The pushback against these highly divisive policies during the time of Arroyo was very important. There is practically no effective opposition these days.

Experts warned of the lasting impact of his policies way beyond his term.

PH on 'brink of authoritarianism'

Duterte's martial law in Mindanao is prolonged. His proclamation on May 23, 2017 – triggered by the siege of Marawi – has been repeatedly extended. It's supposed to last until the end of 2018.

Arroyo declared martial law in 2009 in the aftermath of the gruesome Maguindanao massacre that killed 58 people. Hers covered only the province and lasted only 8 days.

In comparison, Aquino rejected even a declaration of a state of emergency during the siege of Zamboanga City in September 2013.

"I don't think it's in the DNA of President Aquino to declare martial law," said Edwin Lacierda, the former spokesman of Aquino. 

Human rights lawyer Jose Manuel Diokno said it shows "similar tendencies" to "short-circuit the justice system." He said Duterte's anti-drug campaign is also ultimately a "war against the legal system," similar to his assault on institutions that are expected to uphold democracy.

"It's an attempt to supplant justice from the courts and to substitute it with justice coming from the barrels of guns.
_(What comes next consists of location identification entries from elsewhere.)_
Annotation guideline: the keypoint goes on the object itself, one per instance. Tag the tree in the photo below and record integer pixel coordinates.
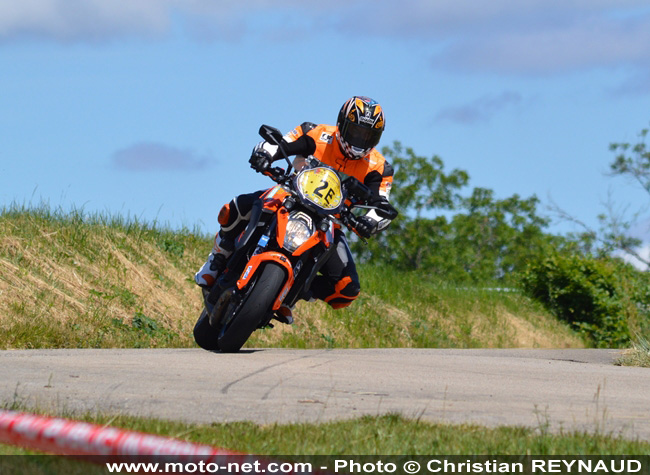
(631, 161)
(443, 231)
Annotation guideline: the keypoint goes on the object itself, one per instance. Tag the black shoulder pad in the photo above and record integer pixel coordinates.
(388, 169)
(307, 126)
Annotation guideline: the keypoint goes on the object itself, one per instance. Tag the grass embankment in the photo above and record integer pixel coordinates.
(69, 280)
(378, 435)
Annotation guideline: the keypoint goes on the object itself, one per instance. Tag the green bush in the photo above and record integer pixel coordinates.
(601, 298)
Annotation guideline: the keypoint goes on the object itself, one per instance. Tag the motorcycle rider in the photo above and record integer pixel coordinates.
(349, 148)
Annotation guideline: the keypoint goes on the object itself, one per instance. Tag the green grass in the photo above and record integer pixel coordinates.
(380, 435)
(77, 280)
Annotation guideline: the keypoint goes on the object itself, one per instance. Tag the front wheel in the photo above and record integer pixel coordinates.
(205, 335)
(255, 307)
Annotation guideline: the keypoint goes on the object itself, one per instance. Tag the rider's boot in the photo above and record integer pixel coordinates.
(214, 265)
(284, 314)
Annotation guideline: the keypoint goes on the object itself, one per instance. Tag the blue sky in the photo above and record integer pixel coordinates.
(151, 107)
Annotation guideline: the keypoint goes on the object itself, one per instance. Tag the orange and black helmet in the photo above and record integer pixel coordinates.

That kind of justice that you see on the street really breeds more violence. I think that partly explains why killings continue to get worse," Diokno said.

Diokno said the Philippines is already on the "brink of authoritarianism."
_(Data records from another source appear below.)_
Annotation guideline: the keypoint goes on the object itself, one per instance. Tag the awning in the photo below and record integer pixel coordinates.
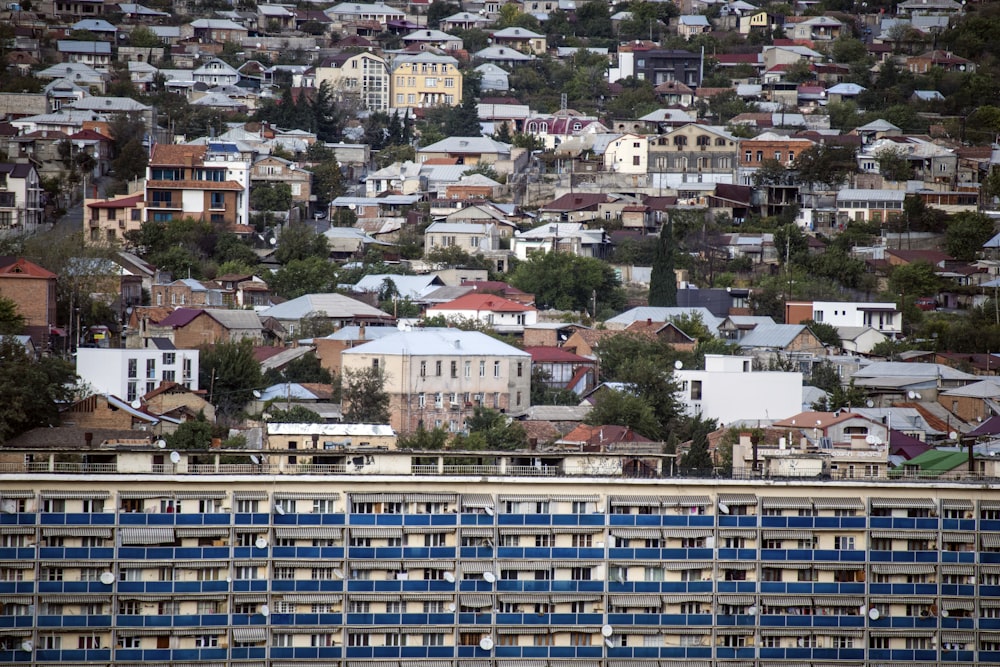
(904, 503)
(74, 531)
(838, 504)
(382, 531)
(146, 535)
(308, 533)
(902, 568)
(737, 499)
(786, 503)
(75, 495)
(477, 501)
(251, 634)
"During the time of President Arroyo, there was a very, very strong pushback so that it never reached the point where we were on the brink of really falling into a very strongly authoritarian type of government. Unlike now, in my view, we're already on the brink," said Diokno.

Arroyo: 'Very similar to mine'

Arroyo sees her own China policy coming back under Duterte after Aquino rejected hers. "When I was President, I focused on closer economic and business ties with China. That is the policy of President Duterte today, very similar to mine," she said in a television interview in March.

Arroyo herself shifted from the policy of Estrada, who was behind the grounding of BRP Sierra Madre in Ayungin Shoal years after Beijing wrested control of Mischief Reef from the Philippines during the time of Fidel Ramos.

China expert Jay Batongbacal of the University of the Philippines said Duterte and Arroyo are similar in terms of "friendliness to China and openness to Chinese investments."

Lacierda said it's "worse" under Duterte. "We have the Hague ruling. We could have enforced that," Lacierda said.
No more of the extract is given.